You can take the girl out of Egypt, but you can’t always get Egypt out of the girl…

I am finding lately, well as of debrief, really; that I have a little Egypt left in me! It’s true, there are some things about my old, Western lifestyle that I miss even though the Lord is SO faithful to provide every single thing that I need.

Let me start at the beginning by giving you a crucial definition:

Culture shock: the feeling of disorientation experienced by someone who is suddenly subjected to an unfamiliar culture, way of life, or set of attitudes.
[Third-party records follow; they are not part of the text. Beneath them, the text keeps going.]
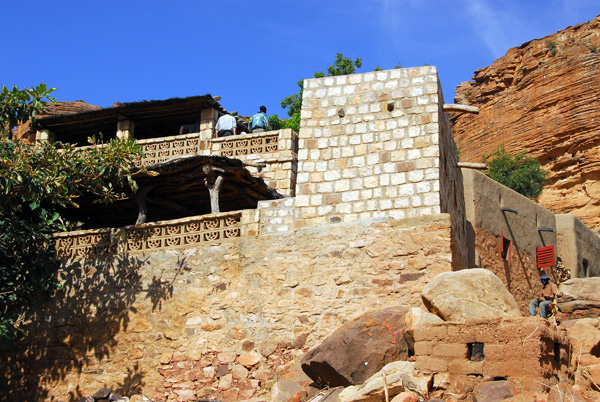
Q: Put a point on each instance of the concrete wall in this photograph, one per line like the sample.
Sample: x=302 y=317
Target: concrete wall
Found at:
x=484 y=199
x=221 y=319
x=578 y=246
I used to kind of arrogantly think I was somehow immune to culture shock. I figured that I had been to enough cultures to know the ropes and know how to handle myself. I thought I could conquer the world.
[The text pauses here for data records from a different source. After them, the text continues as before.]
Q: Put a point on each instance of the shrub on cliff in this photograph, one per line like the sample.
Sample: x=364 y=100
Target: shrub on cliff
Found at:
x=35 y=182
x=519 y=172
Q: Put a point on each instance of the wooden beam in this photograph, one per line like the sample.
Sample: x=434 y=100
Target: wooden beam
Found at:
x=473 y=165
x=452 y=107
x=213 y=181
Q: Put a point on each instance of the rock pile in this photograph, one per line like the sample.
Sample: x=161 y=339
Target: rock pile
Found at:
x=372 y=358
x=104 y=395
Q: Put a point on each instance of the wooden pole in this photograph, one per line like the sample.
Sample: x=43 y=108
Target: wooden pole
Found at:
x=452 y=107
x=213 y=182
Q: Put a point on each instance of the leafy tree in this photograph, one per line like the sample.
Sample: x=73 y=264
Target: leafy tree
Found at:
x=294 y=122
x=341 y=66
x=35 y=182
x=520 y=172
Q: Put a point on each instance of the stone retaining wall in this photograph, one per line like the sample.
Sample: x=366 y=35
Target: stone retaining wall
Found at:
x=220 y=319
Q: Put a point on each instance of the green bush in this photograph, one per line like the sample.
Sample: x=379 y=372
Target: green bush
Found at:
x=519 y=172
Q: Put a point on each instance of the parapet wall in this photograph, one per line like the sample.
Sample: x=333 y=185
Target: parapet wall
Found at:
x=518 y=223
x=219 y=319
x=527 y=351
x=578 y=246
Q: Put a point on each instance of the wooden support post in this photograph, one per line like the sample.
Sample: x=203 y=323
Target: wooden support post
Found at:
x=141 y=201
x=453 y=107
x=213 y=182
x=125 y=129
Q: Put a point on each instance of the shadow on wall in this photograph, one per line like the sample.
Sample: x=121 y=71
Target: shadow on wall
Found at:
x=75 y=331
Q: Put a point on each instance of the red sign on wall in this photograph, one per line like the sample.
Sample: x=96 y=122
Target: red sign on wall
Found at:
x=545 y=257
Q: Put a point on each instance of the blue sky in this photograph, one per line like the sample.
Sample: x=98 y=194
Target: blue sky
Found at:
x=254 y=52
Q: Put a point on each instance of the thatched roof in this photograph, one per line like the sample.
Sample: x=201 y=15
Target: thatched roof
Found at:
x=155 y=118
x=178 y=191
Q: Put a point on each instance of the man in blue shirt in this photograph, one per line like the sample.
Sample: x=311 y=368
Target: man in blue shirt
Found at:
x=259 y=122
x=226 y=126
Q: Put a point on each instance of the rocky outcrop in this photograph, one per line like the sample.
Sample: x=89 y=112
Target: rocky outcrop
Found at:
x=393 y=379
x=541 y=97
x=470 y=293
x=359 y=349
The first time I realized I might not be culturally invincible is when I learned that I was detoxing FROM a culture. Not only was I faced with new ways of life and sets of attitudes; I was trying to maintain the things that had been ingrained in my brain for the past 24 years. Living in the suburbs in southeast Texas isn’t exactly the mud buildings and squatty potties I am now facing…and this is just the beginning!
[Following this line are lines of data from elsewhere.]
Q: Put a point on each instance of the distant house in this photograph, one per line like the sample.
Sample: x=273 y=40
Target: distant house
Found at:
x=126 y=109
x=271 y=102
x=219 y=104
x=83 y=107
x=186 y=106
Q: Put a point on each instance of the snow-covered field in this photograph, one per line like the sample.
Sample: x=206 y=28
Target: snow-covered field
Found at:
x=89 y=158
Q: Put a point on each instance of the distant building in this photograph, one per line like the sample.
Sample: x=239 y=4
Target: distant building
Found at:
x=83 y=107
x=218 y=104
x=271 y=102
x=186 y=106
So, as I stated…sometimes I still yearn for my “Egypt”. God has called me out of it for 11 months, yet I find myself desiring the “garlic and onions” of home.

The Israelites faced a similar situation and unfortunately, had a similar response as I have:

“The rabble with them began to crave other food, and again the Israelites started wailing and said, “If only we had meat to eat! We remember the fish we ate in Egypt at no cost—also the cucumbers, melons, leeks, onions and garlic. But now we have lost our appetite; we never see anything but this manna!”

That’s me, I have been selfish. I have been a part of the rabble at times and complained and wailed. Well, I’m done! I learned a long time ago (thanks Mom!) that life is what you make it. The one thing about your situation that you can always control is your attitude. I don’t know how I forgot that, but thank the Lord for the reminder! Thank the Lord for His grace and mercy!